Cryptocurrency Taxes 101: Myths and Misconceptions of Owning It

Cryptocurrency is here to stay. Bitcoin has now been around since 2009, and even with many hard knocks it continues to grow substantially in value. Other cryptocurrencies, such as Ethereum have also become good investments. A lot of people are now putting their money on Cardano, (I am hoping to win big from Cardano!) but putting all your money in different cryptocurrencies is far from diversifying. It is still wise to own stocks in and out of a retirement account, own real estate, gold or silver, or other investments. My favorite investment is to own a business!

The IRS actually classifies cryptocurrency as property, and not a currency. Why? Because even though it is very popular, it is not universally accepted.

Calculating taxes owed on Crypto is extremely time consuming and detailed. The biggest misconception on cryptocurrency taxation is from people thinking trading one cryptocurrency for another is not taxable. For example, each time someone trades Bitcoin for Cardano, that is a taxable event. I think people confuse trading cryptocurrencies with trading stocks inside a retirement account. They are not the same. Trading stocks inside a retirement account is not taxable, and only taxed once when taking distributions.

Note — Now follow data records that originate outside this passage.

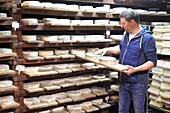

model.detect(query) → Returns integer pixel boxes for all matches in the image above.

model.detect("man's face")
[120,18,133,33]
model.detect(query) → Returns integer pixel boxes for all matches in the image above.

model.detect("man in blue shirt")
[96,9,157,113]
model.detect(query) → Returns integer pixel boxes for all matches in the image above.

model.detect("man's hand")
[123,65,136,75]
[94,48,107,56]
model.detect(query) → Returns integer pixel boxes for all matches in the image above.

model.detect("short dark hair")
[119,8,140,23]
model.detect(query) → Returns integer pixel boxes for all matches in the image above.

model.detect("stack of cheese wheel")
[23,51,38,57]
[53,3,67,10]
[21,1,43,8]
[39,65,53,72]
[24,67,39,73]
[40,2,53,10]
[0,64,9,72]
[79,6,94,12]
[0,13,7,18]
[52,92,68,100]
[67,104,82,113]
[94,7,110,13]
[94,20,109,26]
[57,35,71,42]
[42,35,57,41]
[39,95,56,103]
[50,106,65,113]
[81,20,94,26]
[0,48,12,53]
[43,18,58,24]
[70,20,81,25]
[21,18,38,25]
[38,50,54,57]
[85,53,100,61]
[0,95,19,109]
[0,80,13,88]
[71,49,85,55]
[0,30,11,36]
[24,97,41,106]
[24,82,40,89]
[67,91,82,98]
[67,4,79,11]
[71,35,85,42]
[111,7,127,14]
[22,35,37,41]
[91,99,103,105]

Many people also don’t realize that each time cryptocurrency is used to purchase something, that is a taxable event. (Yes, that is a little crazy!) Here is an example to explain it: If you had Cryptocurrency worth $1,200 and then when you bought a TV for $1,000, when the Cryptocurrency was valued at $1,400, there would be a $170 capital gain ($1,400 – $1,200 = $200, $200 / $1,200 = 17%, $1,000 * .17 = $170). The gain would be short term, if held under one year, and long term if held over one year.

The IRS has put pressure on Cryptocurrency exchanges to send 1099’s to traders with their gains, or they shut down the Cryptocurrency exchange. The 1099 shows the trader’s overall gain or loss to enter on their tax return. If the trader does not receive a 1099, its more on the “honor system” to claim the gains or losses on schedule D of their personal tax return.

Personally, I would rather use a secure Cryptocurrency exchange like Coinbase and have to pay taxes, rather than a shady cryptocurrency firm where you might wake up the next day at your cryptocurrency is gone. This is a common occurrence.